In response to ongoing fedayeen attacks across the Jordan River in early 1968, the IDF performed dual military operations in March: Operation Asuta, as part of Southern Command operations; and Operation Inferno, as part Narkiss's Central Command. While the IDF considered the former an operational success, the latter resulted in the Battle of Karameh, which obtained mixed results. While Operation Inferno achieved most of its objectives, namely uprooting Fatah from their headquarters at Karameh in Jordan, it failed to capture Yasser Arafat. Moreover, the Israelis suffered numerous casualties and loss of equipment, some of which was paraded through Amman. This emboldened King Hussein, and led to a recruitment wave in Fatah. As a result, Narkiss was quietly relieved of his command, and instead went on to hold key positions in the Jewish Agency and the World Zionist Organization.

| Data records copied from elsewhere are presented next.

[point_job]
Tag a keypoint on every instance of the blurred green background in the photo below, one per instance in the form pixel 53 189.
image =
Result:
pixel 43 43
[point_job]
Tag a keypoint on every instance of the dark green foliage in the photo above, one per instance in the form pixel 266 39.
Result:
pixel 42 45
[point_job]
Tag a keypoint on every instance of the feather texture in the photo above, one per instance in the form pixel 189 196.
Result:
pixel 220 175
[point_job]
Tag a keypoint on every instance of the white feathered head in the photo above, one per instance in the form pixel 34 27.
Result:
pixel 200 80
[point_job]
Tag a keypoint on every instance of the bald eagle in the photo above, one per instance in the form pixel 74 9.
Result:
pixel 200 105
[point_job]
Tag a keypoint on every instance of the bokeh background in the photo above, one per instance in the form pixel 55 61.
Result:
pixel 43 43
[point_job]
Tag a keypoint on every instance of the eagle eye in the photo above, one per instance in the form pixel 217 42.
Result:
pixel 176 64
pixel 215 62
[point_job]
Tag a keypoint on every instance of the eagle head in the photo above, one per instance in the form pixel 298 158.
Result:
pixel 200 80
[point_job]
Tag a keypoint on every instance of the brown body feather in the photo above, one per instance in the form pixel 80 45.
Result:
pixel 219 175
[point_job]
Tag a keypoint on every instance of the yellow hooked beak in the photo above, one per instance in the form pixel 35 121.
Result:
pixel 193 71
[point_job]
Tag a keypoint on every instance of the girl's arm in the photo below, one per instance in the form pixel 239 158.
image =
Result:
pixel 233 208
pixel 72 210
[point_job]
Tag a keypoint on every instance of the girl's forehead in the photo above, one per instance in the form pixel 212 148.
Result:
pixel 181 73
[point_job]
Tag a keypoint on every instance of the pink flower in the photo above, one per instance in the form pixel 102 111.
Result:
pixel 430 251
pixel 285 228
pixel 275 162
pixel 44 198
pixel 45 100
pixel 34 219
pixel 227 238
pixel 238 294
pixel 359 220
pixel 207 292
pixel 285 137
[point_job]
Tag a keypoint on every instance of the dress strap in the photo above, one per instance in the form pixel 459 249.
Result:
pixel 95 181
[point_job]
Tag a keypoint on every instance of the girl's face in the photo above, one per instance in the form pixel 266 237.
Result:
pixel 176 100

In 1948, Uzi Narkiss searched the body of the dead Palestinian commander Abdul Kader Husseini for his Koran on the battlefield. In the 1980s he wanted to give it to Kader's son Faisal Husseini but only "in the presence of journalists and TV cameras – otherwise I am not interested". Husseini was not interested under such terms, therefore Narkiss kept it in his library.

==Death==
Narkiss died in 1997 after a long illness at the age of 72. He was buried in the military cemetery on Mount Herzl.